Special rules limit the amount of rental expense deductions that may be taken by an investor taxpayer on a residence that is rented out for part of a year and used for personal purposes during other parts of the year according to Code Section 280A.
Number of Days in Use
If a personal residence is rented out for less than 15 days during the year, any rental income received is excluded from gross income and no rental expense deductions are allowed. However, regular expense deductions attributable to all personal residences are still available. If a residence is rented out during the year for more than 14 days, then the property will either be a personal residence, or a rental property (which could provide a deductible loss subject to the passive loss rules).
A vacation home becomes a personal residence when its owner uses it excessively for personal purposes. Excessive personal use is measured by the greater or 14 days or 10 percent of the number of rental days. This means, if the owner personally uses the residence more than the greater or 14 days or 10 percent of rental days, then the dwelling will be a personal residence and rental losses are not deductible.

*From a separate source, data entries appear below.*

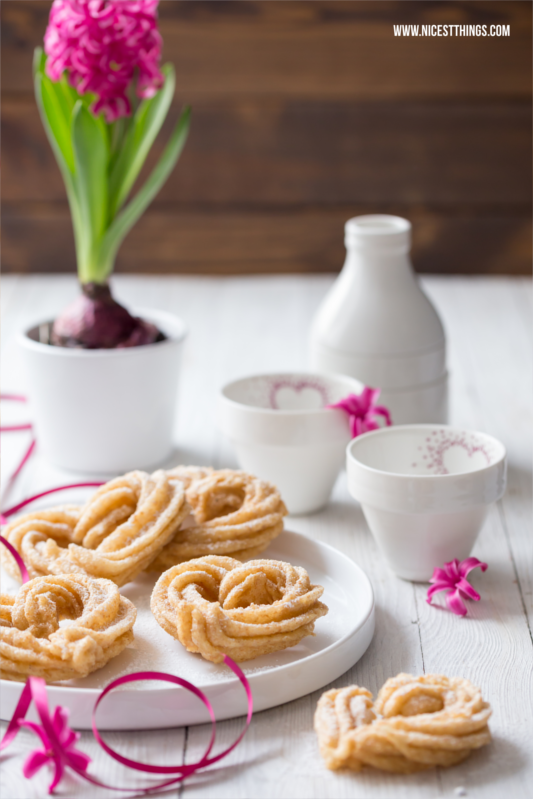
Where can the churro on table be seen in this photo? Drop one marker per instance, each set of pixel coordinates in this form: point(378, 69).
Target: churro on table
point(414, 724)
point(115, 535)
point(61, 627)
point(217, 605)
point(232, 513)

If rental expenses exceed rental income, then regular expenses (mortgage interest, property taxes, and casualty losses) are deducted first. Any remaining regular expenses are deductible as itemized deductions. Other rental expense deductions are limited to the remaining amount of rental income.
However, if an individual rents out a vacation home for more than 14 days and does not use it excessively for personal purposes, then it will be treated as rental property. That is, if the taxpayer does not use it for personal purposes for the greater of 14 days or 10 percent of rental days, then losses are allowed to be deducted for AGI (subject to the passive activity rules). If an individual actively participates in the rental real estate activity, then up to $25,000 of losses can be used to offset non-passive income.